Evidentemente ese ejercicio no era posible, aunque muchos especialistas sí realizaban advertencias y con análisis muy rigurosos hacían predicciones de los nefastos resultados que la elección de ese candidato desencadenaría. Sin embargo, la emoción y el ‘hartazgo’ de la población por la política tradicional produjo las consecuencias que son conocidas por todos. Aunque no podemos mirar al futuro, sí que podemos echar un vistazo y estudiar el pasado. Una situación similar sucedió en Colombia durante las elecciones presidenciales de 2022, y en donde su población experimentó la misma encrucijada.
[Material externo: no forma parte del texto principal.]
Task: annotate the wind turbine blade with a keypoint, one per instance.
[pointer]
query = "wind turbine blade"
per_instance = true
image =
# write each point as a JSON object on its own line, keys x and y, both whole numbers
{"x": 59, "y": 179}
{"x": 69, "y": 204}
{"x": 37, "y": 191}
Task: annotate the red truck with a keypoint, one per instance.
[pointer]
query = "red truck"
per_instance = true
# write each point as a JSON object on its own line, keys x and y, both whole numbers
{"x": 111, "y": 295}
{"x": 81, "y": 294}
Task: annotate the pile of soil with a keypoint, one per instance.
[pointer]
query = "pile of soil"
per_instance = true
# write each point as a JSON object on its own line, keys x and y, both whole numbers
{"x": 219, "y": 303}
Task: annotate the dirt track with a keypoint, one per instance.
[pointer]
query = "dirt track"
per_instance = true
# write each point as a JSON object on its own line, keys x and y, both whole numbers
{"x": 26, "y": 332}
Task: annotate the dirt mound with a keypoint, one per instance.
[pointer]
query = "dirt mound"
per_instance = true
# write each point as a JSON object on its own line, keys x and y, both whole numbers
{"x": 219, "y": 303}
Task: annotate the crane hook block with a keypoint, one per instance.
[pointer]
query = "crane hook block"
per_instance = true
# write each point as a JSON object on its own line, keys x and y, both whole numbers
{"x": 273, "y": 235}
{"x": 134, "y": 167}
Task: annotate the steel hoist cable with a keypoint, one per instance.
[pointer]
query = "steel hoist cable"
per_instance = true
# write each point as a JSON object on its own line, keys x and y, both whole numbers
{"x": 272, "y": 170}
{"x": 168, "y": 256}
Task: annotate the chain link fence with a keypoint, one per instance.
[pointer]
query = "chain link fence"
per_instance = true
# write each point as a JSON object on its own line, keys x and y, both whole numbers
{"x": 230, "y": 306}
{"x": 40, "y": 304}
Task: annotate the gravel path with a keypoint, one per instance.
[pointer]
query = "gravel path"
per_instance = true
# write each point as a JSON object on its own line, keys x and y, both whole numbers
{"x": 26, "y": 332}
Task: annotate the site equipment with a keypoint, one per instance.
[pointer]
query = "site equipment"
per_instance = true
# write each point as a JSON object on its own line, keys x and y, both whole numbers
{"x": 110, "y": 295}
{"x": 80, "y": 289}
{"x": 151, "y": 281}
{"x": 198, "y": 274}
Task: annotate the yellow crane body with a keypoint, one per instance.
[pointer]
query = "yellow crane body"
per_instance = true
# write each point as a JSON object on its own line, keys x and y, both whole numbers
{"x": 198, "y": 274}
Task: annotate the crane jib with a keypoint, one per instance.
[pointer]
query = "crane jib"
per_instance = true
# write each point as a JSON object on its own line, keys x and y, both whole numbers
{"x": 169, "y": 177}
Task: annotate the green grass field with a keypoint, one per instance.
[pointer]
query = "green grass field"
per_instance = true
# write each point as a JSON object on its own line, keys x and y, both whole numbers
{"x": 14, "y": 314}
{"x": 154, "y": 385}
El resultado fue la elección de un exguerrillero, con una hoja de vida desastrosa como alcalde de Bogotá, y quien solo necesitó unos meses en la presidencia para encender todas las alarmas de una gestión mediocre, ineficiente y que se ha puesto como meta, superar la corrupción de los gobiernos anteriores.
La sociedad colombiana al igual que la venezolana de hace más de dos décadas, descartó a los ‘supuestos’ políticos tradicionales, y apostó su futuro a dos candidatos que competían por el premio de ser el menos malo, sin duda el tiempo ha demostrado que la otra opción habría sido igual de nefasta. Sin embargo, del error debería llegar el aprendizaje, las elecciones son la única oportunidad de rectificar el camino y la historia del pueblo venezolano es un espejo que nos alerta del peor de los escenarios si la falta de interés, la indiferencia o el ‘hartazgo’ de la política se consolida en nuestras sociedades. Y es allí donde quienes se abstienen pensando que nada cambiará, contribuyen a que efectivamente nada cambie o, por el contrario, todo empeore.
En este panorama desalentador, surgen experiencias cuyos resultados aún son desconocidos. El caso de Argentina y El Salvador, muestran que un sector del pueblo informado y dispuesto a desechar de una vez por todas las viejas y fracasadas propuestas de la izquierda latinoamericana, permiten la posibilidad de abrir una opción intermedia entre las diatribas de los obsoletos marcos políticos heredados de la Guerra Fría. Una sociedad que abandona la vía inmediatista y del Estado paternalista, dispuesta a realizar sacrificios económicos para generar resultados efectivos a largo plazo. Claro está, esta opción de cambio real depende de los votantes, pero también de una parte de los sectores políticos tradicionales, dispuestos a renunciar o reducir parte de ese enorme trozo del pastel que se llevan de los dineros del Estado, ofreciendo a los electores una puerta de salida al eterno ciclo de corrupción y fracasos democráticos que caracterizan a nuestro continente.